Tf example dask #30

zaccharieramzi · 2020-04-09T14:23:01Z

The tf mnist example done with dask for greater flexibility.
This implements #19 with the current mnist example.

I took advantage of this to add a gitignore, tell me if I should move it in the examples or even at the root.

I also modified the qos for the classical examples without dask in order to be able to run them faster.

I have tested the dask script in multi gpus setting and it appears to be working but I honestly don't know for sure if it will scale or if it's correct.
At this stage I am only (slightly) confident in the single gpu setting.

lesteve · 2020-04-09T14:25:56Z

I took advantage of this to add a gitignore, tell me if I should move it in the examples or even at the root.

I did not event know you could have a .gitignore outside the root folder but yes move it to the root folder while you are at it

lesteve

This looks good after a quick pass and is a lot better than what we currently have i.e. nothing ... thanks a lot for working on this 😍

I mostly have a few questions below

lesteve · 2020-04-09T14:27:16Z

examples/tf/dask_script.py

+        job_extra=[
+            f'--gres=gpu:{n_gpus}',
+            '--qos=qos_gpu-dev',
+            '--distribution=block:block',


I am curious about distribution and nomultithread below, have you ever tried to not use them and see what happens ?

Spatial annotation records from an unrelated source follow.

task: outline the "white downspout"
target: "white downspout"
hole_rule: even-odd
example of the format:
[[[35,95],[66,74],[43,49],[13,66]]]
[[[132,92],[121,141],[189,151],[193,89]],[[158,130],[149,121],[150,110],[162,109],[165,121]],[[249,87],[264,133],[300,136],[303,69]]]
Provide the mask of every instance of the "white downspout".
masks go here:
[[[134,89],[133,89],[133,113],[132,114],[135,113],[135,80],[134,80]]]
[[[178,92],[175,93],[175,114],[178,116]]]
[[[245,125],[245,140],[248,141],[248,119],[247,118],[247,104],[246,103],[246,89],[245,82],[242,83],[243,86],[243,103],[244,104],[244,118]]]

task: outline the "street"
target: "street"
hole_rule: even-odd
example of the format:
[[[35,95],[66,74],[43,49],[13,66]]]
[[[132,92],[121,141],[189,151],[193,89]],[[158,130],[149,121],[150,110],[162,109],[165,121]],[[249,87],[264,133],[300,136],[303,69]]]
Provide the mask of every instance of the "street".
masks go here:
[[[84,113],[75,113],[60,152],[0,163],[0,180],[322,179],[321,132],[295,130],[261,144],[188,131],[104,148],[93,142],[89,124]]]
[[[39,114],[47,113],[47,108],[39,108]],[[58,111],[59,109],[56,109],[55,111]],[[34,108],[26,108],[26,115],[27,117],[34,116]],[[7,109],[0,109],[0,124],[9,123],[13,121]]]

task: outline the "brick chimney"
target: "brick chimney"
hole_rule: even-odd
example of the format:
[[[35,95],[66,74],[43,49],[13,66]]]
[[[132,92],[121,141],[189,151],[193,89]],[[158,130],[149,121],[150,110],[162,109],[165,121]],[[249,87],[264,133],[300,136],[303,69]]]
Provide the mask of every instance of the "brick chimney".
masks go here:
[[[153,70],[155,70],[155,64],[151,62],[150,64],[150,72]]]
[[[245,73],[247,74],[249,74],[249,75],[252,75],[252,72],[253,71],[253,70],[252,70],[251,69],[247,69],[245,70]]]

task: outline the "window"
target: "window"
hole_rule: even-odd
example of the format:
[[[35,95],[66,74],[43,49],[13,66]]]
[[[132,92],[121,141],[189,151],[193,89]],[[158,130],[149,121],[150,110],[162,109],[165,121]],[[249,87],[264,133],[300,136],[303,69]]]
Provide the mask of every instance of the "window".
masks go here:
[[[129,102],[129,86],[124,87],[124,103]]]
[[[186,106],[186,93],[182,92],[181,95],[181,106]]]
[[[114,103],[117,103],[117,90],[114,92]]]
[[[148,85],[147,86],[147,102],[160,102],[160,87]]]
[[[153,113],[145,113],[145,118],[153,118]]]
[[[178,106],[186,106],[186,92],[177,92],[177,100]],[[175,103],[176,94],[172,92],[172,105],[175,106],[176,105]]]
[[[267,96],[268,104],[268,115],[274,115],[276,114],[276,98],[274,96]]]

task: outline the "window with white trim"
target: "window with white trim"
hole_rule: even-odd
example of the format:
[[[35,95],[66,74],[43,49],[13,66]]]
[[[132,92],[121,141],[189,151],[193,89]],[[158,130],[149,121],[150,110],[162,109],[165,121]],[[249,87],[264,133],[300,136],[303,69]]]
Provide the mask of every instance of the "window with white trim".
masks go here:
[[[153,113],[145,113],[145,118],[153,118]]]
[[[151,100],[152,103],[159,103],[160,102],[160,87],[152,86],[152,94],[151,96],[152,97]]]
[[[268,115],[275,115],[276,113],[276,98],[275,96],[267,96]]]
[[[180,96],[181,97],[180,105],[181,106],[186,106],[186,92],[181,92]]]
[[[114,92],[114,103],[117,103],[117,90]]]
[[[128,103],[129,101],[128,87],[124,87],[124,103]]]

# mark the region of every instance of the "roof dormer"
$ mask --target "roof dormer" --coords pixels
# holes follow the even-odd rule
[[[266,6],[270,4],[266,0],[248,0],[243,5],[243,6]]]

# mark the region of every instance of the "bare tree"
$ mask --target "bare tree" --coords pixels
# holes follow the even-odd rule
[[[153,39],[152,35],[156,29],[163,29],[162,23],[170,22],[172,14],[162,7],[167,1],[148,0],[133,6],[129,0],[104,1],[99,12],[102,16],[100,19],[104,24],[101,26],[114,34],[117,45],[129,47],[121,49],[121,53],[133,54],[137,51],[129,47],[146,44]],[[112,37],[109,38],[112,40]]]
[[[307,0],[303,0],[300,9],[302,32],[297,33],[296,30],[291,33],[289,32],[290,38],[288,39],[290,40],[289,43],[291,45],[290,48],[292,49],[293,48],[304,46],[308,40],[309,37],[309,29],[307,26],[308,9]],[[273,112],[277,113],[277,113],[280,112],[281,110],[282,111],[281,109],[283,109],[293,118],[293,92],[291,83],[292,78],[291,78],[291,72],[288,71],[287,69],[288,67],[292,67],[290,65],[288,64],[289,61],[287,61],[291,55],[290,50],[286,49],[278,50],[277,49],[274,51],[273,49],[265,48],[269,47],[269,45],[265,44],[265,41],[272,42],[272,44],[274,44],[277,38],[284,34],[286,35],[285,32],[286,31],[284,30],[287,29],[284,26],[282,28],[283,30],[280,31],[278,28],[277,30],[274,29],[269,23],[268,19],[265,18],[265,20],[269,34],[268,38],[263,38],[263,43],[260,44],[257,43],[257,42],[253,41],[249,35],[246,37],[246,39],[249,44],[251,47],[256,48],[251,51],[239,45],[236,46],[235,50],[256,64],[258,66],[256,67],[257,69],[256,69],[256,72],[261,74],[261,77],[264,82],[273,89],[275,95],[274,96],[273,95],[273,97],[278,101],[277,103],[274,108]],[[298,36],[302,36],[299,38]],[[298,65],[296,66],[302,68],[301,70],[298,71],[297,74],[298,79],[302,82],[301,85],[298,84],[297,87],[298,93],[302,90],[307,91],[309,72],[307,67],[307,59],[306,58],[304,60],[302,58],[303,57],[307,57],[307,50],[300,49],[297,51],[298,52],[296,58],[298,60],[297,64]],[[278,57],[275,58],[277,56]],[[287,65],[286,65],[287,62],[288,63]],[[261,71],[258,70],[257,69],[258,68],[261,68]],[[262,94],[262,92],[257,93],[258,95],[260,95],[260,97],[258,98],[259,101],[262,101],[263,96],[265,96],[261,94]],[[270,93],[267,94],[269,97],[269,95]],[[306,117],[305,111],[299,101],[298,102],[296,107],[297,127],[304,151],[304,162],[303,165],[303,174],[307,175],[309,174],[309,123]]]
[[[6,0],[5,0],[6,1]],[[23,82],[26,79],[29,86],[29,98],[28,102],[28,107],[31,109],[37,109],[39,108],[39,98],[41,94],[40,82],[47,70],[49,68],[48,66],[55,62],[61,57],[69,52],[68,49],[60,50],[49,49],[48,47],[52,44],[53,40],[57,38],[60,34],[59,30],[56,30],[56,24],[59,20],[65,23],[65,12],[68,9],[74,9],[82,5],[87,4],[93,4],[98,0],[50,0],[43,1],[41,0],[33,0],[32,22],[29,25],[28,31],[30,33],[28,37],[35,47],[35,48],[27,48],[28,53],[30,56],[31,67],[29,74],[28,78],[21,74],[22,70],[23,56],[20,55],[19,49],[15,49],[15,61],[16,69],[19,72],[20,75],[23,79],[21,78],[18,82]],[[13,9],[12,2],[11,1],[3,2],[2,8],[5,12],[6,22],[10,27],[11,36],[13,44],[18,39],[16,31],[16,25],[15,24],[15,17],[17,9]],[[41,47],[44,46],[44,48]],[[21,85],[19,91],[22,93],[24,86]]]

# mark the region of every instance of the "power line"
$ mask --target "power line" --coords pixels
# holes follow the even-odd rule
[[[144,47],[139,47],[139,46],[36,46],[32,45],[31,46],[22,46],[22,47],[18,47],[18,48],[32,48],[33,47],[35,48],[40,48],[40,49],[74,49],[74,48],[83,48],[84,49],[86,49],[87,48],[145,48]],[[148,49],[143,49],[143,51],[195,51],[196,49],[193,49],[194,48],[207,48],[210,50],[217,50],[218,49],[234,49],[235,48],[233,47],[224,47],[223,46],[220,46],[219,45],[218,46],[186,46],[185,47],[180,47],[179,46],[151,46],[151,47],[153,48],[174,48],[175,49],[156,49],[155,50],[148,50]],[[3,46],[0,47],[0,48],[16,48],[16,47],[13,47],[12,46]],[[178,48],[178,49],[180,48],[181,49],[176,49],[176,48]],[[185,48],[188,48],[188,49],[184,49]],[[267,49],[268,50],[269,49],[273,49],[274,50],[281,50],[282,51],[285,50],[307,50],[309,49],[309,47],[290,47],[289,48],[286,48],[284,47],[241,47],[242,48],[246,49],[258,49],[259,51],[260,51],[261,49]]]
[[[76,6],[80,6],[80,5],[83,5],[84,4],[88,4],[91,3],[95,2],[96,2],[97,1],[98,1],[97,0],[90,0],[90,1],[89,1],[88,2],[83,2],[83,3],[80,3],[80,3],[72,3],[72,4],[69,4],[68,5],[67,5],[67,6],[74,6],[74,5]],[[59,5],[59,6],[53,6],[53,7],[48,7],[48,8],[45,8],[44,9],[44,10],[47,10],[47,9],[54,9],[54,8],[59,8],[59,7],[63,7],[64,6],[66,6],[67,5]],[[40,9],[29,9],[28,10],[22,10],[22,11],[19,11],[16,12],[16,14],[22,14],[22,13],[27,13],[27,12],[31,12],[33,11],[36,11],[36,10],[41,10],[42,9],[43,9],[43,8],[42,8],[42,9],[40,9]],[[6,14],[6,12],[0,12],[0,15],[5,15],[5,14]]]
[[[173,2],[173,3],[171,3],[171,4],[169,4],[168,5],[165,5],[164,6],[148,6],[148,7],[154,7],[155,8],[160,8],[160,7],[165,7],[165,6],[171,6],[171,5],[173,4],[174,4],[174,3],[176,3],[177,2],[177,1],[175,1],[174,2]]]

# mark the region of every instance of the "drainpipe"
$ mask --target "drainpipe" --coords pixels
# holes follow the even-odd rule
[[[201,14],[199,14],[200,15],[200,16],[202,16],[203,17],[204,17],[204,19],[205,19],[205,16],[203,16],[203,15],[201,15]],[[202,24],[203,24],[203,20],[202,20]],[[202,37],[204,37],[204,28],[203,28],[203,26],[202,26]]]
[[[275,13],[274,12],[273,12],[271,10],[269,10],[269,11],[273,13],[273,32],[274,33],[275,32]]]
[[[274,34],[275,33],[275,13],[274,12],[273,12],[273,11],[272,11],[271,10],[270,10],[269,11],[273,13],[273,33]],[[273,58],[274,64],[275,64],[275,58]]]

My guess is that it should not make a huge difference but we copy and paste it from the Jean Zay documentation because we are not sure ...

yes that is my feeling too.
I feel like these examples are a bit too simple to test that though, like some bad behaviours could happen when running longer.

By the way I asked by email and they told me that --distribution=block:block can be removed now. On the other hand --hint=nomultithread is necessary ...

lesteve · 2020-04-09T14:29:39Z

examples/tf/dask_script.py

+        # *args
+        None, save,
+        # this function has potential side effects
+        pure=not save,


Out of curiosity again, can you elaborate a bit more why this function has potential side-effects ?

so I took the definition of a pure function from here, and in their understanding, a side-effect could be something like writing a log (or this case the weights of an NN).

OK fair enough, I think you read the doc too much ... pure only matter if you are using .submit with the same function and the same arguments. Dask has some caching mechanism where it may not recompute (see https://docs.dask.org/en/latest/caching.html) the results.

But now I am a bit confused, I thought the function train_dense_model would be called with different parameters, e.g. learning rate and it seems like it is called with the same parameters ... is there a use case for this? Am I missing something?

Oh yes this is purely for example's sake, in real life you would call it with different arguments indeed, I just didn't want to complicate things too much but I can indeed try and have different arguments if you think it'd be clearer.

Different arguments would be better IMO because it would look more like a real-life example and easier to relate to as a DL practicioner

lesteve · 2020-04-09T14:30:43Z

examples/tf/mnist_submission_script.slurm

@@ -10,6 +10,7 @@
 #SBATCH --time=3:00:00              # maximum execution time (HH:MM:SS)
 #SBATCH --output=tf_mnist%j.out # output file name
 #SBATCH --error=tf_mnist%j.out  # error file name
+#SBATCH --qos=qos_gpu-t4         # it's a testy job


What do you mean by testy (you know more than me the different queue on Jean Zay) ? Maybe not this ?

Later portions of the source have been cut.